I sat in the chair near his crib, opened the manual to a random page, and started reading aloud.

"arc 7: Deductions for Business Expenses. Section 7.1: Qualifying expenditures include but are not limited to..."

The baby's ancient eyes tracked the movement of my lips. After a few sentences, something in his posture relaxed. The wrongness faded slightly — still there, but softer.

I read for twenty minutes. Tax code, business deductions, depreciation schedules. The kind of content that would bore anyone else to tears.

Baby Colin watched the whole time. By the end, he was lying down, eyes heavy, drifting toward something like sleep.

[+6 VEP: Comedic Juxtaposition — Tax Code as Lullaby]

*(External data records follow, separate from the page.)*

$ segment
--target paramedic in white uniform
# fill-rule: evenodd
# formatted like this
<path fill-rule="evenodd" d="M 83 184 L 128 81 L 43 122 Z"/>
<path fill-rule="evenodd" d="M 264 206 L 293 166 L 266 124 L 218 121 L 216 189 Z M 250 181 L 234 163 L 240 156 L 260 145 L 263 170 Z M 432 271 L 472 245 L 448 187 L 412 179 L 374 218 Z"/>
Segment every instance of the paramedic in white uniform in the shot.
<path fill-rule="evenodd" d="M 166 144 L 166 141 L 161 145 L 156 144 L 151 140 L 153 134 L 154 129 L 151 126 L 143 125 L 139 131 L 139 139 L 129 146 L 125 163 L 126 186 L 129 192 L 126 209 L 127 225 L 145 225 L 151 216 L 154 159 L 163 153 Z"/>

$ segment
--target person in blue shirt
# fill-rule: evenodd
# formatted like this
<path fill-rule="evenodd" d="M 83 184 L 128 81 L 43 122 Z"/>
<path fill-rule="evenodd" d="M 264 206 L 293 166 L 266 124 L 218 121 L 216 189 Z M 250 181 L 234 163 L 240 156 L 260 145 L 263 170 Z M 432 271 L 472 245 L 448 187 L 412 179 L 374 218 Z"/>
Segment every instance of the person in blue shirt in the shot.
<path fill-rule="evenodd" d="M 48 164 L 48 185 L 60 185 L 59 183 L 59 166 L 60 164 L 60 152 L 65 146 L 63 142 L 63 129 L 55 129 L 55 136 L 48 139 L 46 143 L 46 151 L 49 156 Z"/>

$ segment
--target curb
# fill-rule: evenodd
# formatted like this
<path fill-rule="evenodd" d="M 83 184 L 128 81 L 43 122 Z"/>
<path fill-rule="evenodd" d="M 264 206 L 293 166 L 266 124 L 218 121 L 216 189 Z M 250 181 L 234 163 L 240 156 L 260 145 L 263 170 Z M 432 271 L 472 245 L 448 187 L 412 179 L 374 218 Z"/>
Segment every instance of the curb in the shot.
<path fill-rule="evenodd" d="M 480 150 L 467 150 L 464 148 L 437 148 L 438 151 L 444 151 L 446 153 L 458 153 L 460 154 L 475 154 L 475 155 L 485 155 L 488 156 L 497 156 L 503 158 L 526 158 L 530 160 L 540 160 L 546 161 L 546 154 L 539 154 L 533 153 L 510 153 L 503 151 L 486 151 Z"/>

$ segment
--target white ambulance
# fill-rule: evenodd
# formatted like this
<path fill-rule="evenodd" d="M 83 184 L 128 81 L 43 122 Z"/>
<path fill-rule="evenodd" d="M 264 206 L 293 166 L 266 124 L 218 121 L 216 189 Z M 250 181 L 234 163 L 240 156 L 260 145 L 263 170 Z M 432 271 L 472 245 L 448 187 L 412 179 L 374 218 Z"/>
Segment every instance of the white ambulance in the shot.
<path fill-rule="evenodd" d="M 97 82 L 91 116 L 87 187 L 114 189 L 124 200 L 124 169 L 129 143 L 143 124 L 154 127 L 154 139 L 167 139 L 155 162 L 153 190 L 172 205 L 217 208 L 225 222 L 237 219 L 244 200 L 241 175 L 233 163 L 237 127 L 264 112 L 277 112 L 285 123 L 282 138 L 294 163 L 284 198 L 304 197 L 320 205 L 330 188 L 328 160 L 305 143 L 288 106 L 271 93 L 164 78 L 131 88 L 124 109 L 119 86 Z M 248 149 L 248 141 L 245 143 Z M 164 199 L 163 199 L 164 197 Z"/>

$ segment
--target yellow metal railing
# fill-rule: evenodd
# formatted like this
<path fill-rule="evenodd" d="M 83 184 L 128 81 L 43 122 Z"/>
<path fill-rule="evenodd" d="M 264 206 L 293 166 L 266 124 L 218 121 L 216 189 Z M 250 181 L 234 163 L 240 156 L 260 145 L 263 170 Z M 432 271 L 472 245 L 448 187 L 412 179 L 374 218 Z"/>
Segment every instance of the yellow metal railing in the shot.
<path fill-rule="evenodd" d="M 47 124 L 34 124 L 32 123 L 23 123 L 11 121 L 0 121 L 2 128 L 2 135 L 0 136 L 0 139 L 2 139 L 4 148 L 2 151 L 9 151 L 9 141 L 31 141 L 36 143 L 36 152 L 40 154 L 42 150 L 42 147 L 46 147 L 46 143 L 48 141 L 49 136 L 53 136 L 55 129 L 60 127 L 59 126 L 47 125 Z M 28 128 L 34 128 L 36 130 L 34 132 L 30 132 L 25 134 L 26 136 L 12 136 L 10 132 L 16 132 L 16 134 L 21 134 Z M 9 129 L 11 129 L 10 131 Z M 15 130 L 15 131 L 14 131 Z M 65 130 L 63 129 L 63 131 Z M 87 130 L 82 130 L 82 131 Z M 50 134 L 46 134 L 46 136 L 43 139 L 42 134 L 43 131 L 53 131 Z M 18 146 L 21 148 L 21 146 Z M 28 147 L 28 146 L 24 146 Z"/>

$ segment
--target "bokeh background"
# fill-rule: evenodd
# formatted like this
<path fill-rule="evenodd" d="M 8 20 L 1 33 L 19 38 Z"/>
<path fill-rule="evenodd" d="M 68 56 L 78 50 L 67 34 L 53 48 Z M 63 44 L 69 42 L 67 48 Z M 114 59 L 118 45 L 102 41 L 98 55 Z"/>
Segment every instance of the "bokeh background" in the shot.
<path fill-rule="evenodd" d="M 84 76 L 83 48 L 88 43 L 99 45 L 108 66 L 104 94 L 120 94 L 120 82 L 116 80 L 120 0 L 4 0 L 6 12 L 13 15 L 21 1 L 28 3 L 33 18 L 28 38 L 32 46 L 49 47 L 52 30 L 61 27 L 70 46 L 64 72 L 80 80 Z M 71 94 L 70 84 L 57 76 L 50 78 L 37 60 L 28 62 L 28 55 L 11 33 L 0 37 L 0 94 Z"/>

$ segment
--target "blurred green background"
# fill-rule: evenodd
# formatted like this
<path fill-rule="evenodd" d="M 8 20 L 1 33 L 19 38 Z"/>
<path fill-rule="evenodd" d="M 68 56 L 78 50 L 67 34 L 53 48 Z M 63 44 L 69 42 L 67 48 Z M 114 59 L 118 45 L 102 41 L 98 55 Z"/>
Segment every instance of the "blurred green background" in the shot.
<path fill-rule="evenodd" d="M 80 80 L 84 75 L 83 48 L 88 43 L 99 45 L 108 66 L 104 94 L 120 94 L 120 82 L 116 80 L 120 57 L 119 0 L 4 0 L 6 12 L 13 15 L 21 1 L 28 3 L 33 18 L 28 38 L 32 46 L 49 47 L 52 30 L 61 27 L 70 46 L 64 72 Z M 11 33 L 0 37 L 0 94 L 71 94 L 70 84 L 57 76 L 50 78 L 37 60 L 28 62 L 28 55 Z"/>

[+4 VEP: Unusual Character Bond Formed]

I closed the manual and checked the baby monitor. The green light blinked steadily.

He's in there. Whatever Colin Robinson was — whatever he will be again — he's in there, watching and waiting.

And he definitely knows more than he should.

I left the basement and climbed back to the main floor. The sun was starting to set. Soon the vampires would wake, and the house would fill with noise and chaos and centuries of accumulated dysfunction.

For now, though, it was quiet. Just me and a baby who might remember everything, and the slow tick of a system tracking our every interaction.

I checked the baby monitor one last time before heading to bed at 4 AM.

The basement camera showed the nursery in grainy night vision. The coffin-crib. The shelves of books. The small chair where I'd sat reading tax code.

And Baby Colin.

Standing in his crib.

Perfectly still.

Watching the camera with eyes that glowed faintly blue in the infrared.

I stared at the monitor. The image didn't change. Baby Colin didn't move. He just stood there, small hands gripping the crib rail, ancient eyes fixed on the lens like he knew I was watching.

That's not normal. That's not even close to normal.

Footsteps thundered on the stairs. Laszlo burst past my supply closet door, half-dressed, moving faster than I'd ever seen him move outside of bat form. He hit the basement stairs at a run.

I followed.

By the time I reached the nursery, Laszlo was standing over the crib, one hand on Baby Colin's small shoulder. The infant was lying down now, eyes closed, picture of innocent sleep.

"What happened?" I asked.

Laszlo didn't turn around. When he spoke, his voice was different. Stripped of the usual theatrical boom. Just a father — or whatever he was to Colin — scared for his child.

"Nothing," he said. "Go back to bed."

"I saw him on the monitor. He was—"

"I said go back to bed."

I went.

But I looked back once before climbing the stairs. Laszlo was still standing over the crib, perfectly still.

And for the first time since I'd arrived at this house, I'd seen one of the immortal monsters look genuinely afraid.